Abstract

The aim of this phase II study was to evaluate the efficacy and toxicity of two regimens of ifosfamide in metastatic soft tissue sarcoma patients given as first- and second-line chemotherapy. Two different schedules of ifosfamide were investigated in a randomised manner: Ifosfamide was given either at a dose of 5 g/m2 over 24 h (5 g/m2/1 day), every 3 weeks or at a dose of 3 g/m2 per day, administered over 4 h on three consecutive days (3 g/m2/3 days), every 3 weeks. Both schedules were given as first-line or second-line chemotherapy. A total of 182 patients was entered, 103 in first- and 79 in second-line, of whom 8 patients were ineligible, 5 in the first- and 3 in the second-line study. Most patients had a leiomyosarcoma, 46 of the 98 in the first-line and 34 of the 76 in the second-line. The two study arms were well balanced in both the first- and second-lines with respect to sex, age and performance status.
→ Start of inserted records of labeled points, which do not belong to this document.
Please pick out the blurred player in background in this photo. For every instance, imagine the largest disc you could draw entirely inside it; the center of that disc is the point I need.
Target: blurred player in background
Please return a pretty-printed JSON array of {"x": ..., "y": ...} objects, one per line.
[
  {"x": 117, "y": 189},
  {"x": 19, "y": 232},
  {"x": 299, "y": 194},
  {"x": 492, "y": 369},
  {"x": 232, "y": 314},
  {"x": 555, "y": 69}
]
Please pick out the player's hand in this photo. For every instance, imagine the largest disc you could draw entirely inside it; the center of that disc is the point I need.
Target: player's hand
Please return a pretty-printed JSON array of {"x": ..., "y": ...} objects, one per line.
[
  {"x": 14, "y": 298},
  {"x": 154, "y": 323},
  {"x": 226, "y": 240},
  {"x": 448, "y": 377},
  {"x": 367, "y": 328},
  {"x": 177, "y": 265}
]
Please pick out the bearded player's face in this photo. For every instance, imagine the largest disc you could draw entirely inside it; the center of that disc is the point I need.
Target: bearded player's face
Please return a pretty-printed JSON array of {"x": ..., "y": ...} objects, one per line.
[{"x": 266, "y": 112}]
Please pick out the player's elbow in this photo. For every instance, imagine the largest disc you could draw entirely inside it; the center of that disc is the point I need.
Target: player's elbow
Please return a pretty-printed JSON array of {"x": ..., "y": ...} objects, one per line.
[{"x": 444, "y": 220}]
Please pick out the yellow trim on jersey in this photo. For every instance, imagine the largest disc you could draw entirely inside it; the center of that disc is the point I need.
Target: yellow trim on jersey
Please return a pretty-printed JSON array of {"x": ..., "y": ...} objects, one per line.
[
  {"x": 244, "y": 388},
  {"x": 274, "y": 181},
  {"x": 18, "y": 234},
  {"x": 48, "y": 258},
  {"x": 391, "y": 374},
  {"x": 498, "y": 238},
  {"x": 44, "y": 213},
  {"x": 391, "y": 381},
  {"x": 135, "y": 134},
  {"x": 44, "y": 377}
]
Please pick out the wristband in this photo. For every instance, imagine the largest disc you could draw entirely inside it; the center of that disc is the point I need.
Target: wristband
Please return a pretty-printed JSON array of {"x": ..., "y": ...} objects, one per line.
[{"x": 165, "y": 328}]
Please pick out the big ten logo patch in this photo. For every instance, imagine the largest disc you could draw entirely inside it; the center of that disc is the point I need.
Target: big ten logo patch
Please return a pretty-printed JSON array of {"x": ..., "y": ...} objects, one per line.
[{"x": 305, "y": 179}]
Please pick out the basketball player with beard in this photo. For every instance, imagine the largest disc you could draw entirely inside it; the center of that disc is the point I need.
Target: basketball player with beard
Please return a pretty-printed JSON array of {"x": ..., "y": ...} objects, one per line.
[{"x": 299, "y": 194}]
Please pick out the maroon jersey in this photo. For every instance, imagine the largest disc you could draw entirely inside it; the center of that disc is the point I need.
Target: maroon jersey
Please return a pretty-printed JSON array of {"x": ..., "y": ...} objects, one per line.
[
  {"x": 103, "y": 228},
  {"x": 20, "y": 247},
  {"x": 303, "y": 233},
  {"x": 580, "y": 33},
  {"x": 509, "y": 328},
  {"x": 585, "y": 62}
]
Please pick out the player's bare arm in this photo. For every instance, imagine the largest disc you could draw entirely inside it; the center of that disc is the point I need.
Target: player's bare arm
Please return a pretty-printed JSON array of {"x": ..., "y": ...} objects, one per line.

In first-line treatment, 5 g/m2/1 day yielded five partial responses (PR) (Response Rate (RR) 10%), versus 12 PR (RR 25%) for the 3 g/m2/3 days. As second-line treatment, the 24-h infusion yielded: one CR and one PR (RR 6%) and the 3-day schedule one CR and two PR (RR 8%). Survival did not differ between the two regimens. The major World Health Organization (WHO) grade 3 and 4 toxicities encountered were: leucopenia in 19% of all courses in the first-line and 32% in the second-line with the 5 g/m2/1 day, while for the 3 g/m2/3 days schedule the rates were 57 and 63% respectively. Grade 3 or 4 infections were seen in 4% of patients treated with 5 g/m2/1 day first-line and 10% of patients given 3 g/m2/3 days, both as first- and second-lines. No such infections were seen in patients receiving 5 g/m2/1 day as second line treatment. In advanced soft-tissue sarcomas in the first-line, ifosfamide 3 g/m2, given over 4 h on three consecutive days, is an active regimen with acceptable toxicity while the 5 g/m2 over 24 hours schedule resulted in a disappointing response rate.